(Meth)acrylic acid is generally prepared by gas-phase oxidation of a compound such as propane, propylene, (meth)acrolein, etc. in the presence of a catalyst. For example, propane, propylene, etc. is converted into (meth)acrylic acid through (meth)acrolein by gas-phase oxidation in the presence of an appropriate catalyst in a reactor, and a mixed gas of reaction products containing (meth)acrylic acid, non-reacted propane or propylene, (meth)acrolein, an inert gas, carbon dioxide, water vapor, and various organic by-products (acids, low boiling point by-products, high boiling point by-products, etc.) by the reaction is obtained in the back end of the reactor.

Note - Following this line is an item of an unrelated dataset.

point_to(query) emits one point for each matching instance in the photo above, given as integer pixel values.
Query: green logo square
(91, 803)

The mixed gas containing (meth)acrylic acid is generally obtained as (meth)acrylic acid by purification through a process illustrated in FIG. 1.
In detail, the mixed gas containing (meth)acrylic acid contacts an absorption solvent including water in a (meth)acrylic acid absorption tower 100, and is recovered as a (meth)acrylic acid aqueous solution. Further, (meth)acrylic acid-stripped insoluble gas is recycled for a synthesis reaction of (meth)acrylic acid, and a part thereof is incinerated, converted into harmless gas, and discharged. The (meth)acrylic acid aqueous solution is extracted through an extraction tower 200, or is directly to be fed to a water separation tower 300. Water separated from the (meth)acrylic acid aqueous solution is recovered from the upper part of the water separation tower 300, and a (meth)acrylic acid-containing mixture is recovered from the lower portion of the water separation tower 300. The (meth)acrylic acid-containing mixture recovered from the lower portion of the water separation tower 300 is distilled in a high-boiling-point material separation tower 400 to obtain a crude (meth)acrylic acid, which is finally purified in a crystallizer 500 to obtain (meth)acrylic acid.

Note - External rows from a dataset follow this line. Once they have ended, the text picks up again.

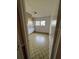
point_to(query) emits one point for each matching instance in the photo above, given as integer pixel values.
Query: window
(40, 23)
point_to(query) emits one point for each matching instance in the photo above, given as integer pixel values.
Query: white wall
(42, 7)
(45, 28)
(29, 23)
(30, 26)
(51, 34)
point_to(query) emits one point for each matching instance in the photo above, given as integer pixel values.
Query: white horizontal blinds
(40, 23)
(37, 23)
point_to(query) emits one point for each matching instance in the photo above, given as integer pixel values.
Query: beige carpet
(39, 46)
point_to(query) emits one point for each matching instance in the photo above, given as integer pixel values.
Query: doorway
(40, 23)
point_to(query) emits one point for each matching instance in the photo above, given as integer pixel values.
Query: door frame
(21, 12)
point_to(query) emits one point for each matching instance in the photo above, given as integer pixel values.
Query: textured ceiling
(42, 7)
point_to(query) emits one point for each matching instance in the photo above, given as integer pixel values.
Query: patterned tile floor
(39, 46)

In this regard, a waste liquid containing Michael adducts such as a dimer to a pentamer of (meth)acrylic acid is obtained from the high-boiling-point material separation tower 400. As a method to increase yield of (meth)acrylic acid, a method of additionally recovering (meth)acrylic acid by feeding the waste liquid to an acrylic acid recovery apparatus 600 and decomposing the Michael adducts in the waste liquid is known.

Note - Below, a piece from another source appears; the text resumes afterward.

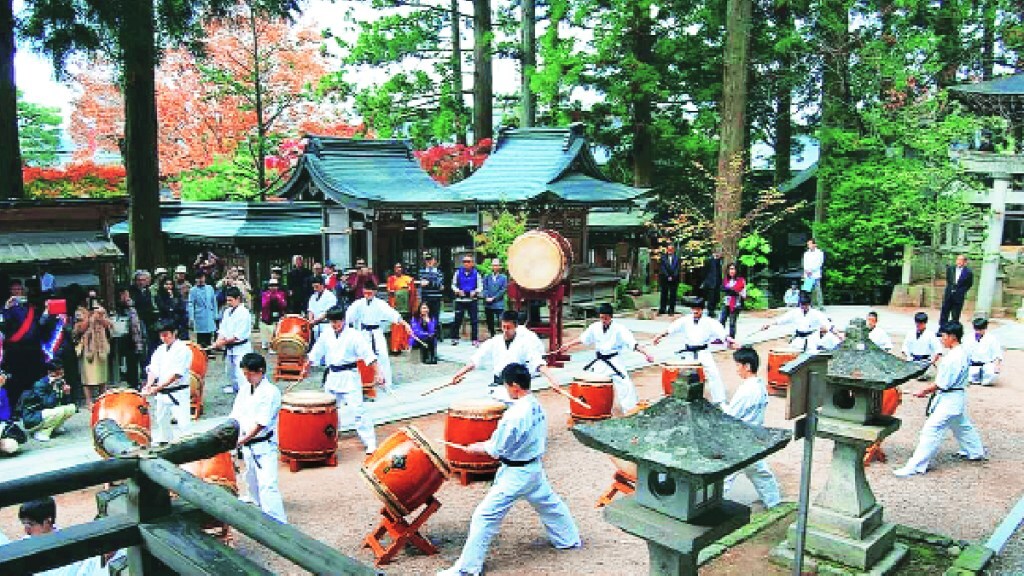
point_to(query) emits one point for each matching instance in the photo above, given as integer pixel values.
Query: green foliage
(39, 129)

However, since maleic acid contained in the waste liquid is easily precipitated, it causes the blockage of pipes in the acrylic acid recovery apparatus 600 and raises the viscosity of the waste liquid to reduce the decomposition efficiency of the Michael adducts.
To solve these problems, a method of using a forced circulation type of heat exchanger was suggested. However, this method increases investment costs, because an expensive pump is used in the forced circulation type of heat exchanger. Further, in the method of using the forced circulation type of heat exchanger, high-temperature and high-viscosity waste liquid is used as it is, and therefore, it takes a long time to transfer the waste liquid, which may cause a problem with the pump, and there is also a fatal disadvantage that operation stability of the process is low.